What helps ground these pieces in the present, meanwhile, is work by New Haven's current youth, active and former members of the NHCM who have acknowledged (and spoken out passionately about) the link between climate justice, reproductive rights, food security, equitable transportation, education for all and an end to corporate greed. The language and imagery may be different (fossil fuels and sea level rise instead of Sandinista demands, for instance) but the villain is not: both lay bare the cruel machinations of white supremacy and late-stage capitalism.

Together, these works are a reminder that the history of struggle is a long one, full of missteps, government meddling, challenges to authority and experiments in governance and power that do not always work. Following a wave of youth-led protests in 2018, Nicaraguan President Daniel Ortega Saavedra began cracking down on political dissidents, going so far as to close thousands of nonprofits, snuff out anti-government protest with violence, and strip people of their citizenship as his government became increasingly severe and repressive.

Since that time, Schweitzer said, there's no world in which sending a delegation back to León would be possible. At least, not for now. And yet, the spirit of the work is still strong: the project officially celebrated its 40th anniversary with storytelling events and a reception at Koffee? on Audubon Street last year.

"It's a mess for people in Nicaragua," he said. What little international aid the government does allow now comes from NGOs and small businesses, rather than groups dedicated to international solidarity. "It's very precarious."

It’s also a reminder that there is a reason to document history, including and especially that which is considered ephemeral. When FSLN members began printing posters over four decades ago, they didn't do so for some New Haven viewer in 2025 any more than they did for the person boycotting the Reichstag Fire Decree in 1933. And yet, the messages that persist—of worker solidarity, of access to education, of a government for the people—are ones that don't feel so far away at all. 

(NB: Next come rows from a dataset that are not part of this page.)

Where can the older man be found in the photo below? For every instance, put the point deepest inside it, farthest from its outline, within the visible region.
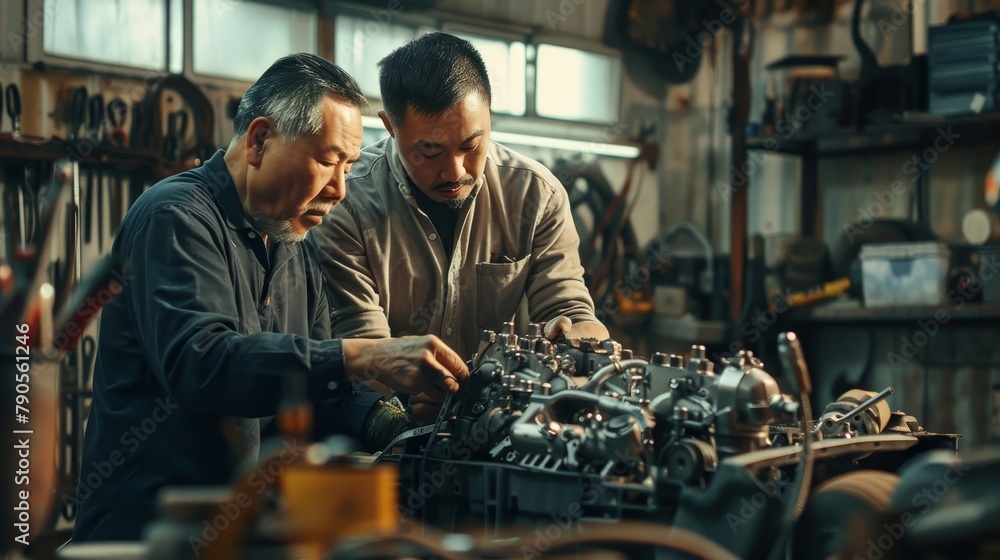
(224, 306)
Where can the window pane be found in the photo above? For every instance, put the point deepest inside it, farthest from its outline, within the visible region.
(125, 32)
(505, 64)
(577, 85)
(239, 40)
(177, 36)
(360, 43)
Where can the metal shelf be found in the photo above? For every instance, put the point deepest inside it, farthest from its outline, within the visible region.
(837, 313)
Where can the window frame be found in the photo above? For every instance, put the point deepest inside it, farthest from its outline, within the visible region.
(421, 23)
(579, 45)
(503, 35)
(34, 48)
(226, 82)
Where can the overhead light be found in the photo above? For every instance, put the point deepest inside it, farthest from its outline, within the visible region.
(596, 148)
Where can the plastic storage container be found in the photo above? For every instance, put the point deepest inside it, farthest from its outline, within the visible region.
(904, 274)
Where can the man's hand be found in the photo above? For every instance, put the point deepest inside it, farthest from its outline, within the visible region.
(411, 364)
(562, 325)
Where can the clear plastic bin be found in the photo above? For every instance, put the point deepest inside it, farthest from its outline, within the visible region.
(904, 274)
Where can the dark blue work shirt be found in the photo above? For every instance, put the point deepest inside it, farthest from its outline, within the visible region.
(197, 348)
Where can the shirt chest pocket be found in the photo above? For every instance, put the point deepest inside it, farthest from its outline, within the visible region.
(499, 288)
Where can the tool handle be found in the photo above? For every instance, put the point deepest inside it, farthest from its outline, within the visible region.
(13, 96)
(793, 359)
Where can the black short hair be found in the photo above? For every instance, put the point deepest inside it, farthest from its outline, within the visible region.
(431, 74)
(290, 92)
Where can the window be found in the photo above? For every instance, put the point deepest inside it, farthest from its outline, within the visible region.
(123, 32)
(577, 85)
(229, 41)
(359, 43)
(506, 66)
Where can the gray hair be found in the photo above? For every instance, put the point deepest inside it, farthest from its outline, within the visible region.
(290, 93)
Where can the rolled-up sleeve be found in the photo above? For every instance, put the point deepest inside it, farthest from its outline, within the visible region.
(555, 285)
(181, 297)
(353, 292)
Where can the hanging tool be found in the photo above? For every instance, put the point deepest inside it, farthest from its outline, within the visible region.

In January, Sisters! opened just days before the second Trump Administration took office. It closes less than three months later, as disappearing people, stripping women, children, and LGBTQ+ people of their basic rights, and dismantling civic infrastructure becomes commonplace and normalized. In all the quiet and not quiet moments in between, the pieces seem to come alive, to chatter and rustle from the walls to see how history has continued in the years since they were forgotten.

They ask viewers: What are you going to do? What will you have to show for it, 40 years from now?  How will you ever find the blueprint for freedom, or at least for change, if you aren't looking in the first place?

Sisters! Visualizing Solidarity & Resistance runs at the Institute Library through April 4. The Institute Library is in downtown New Haven at 847 Chapel St.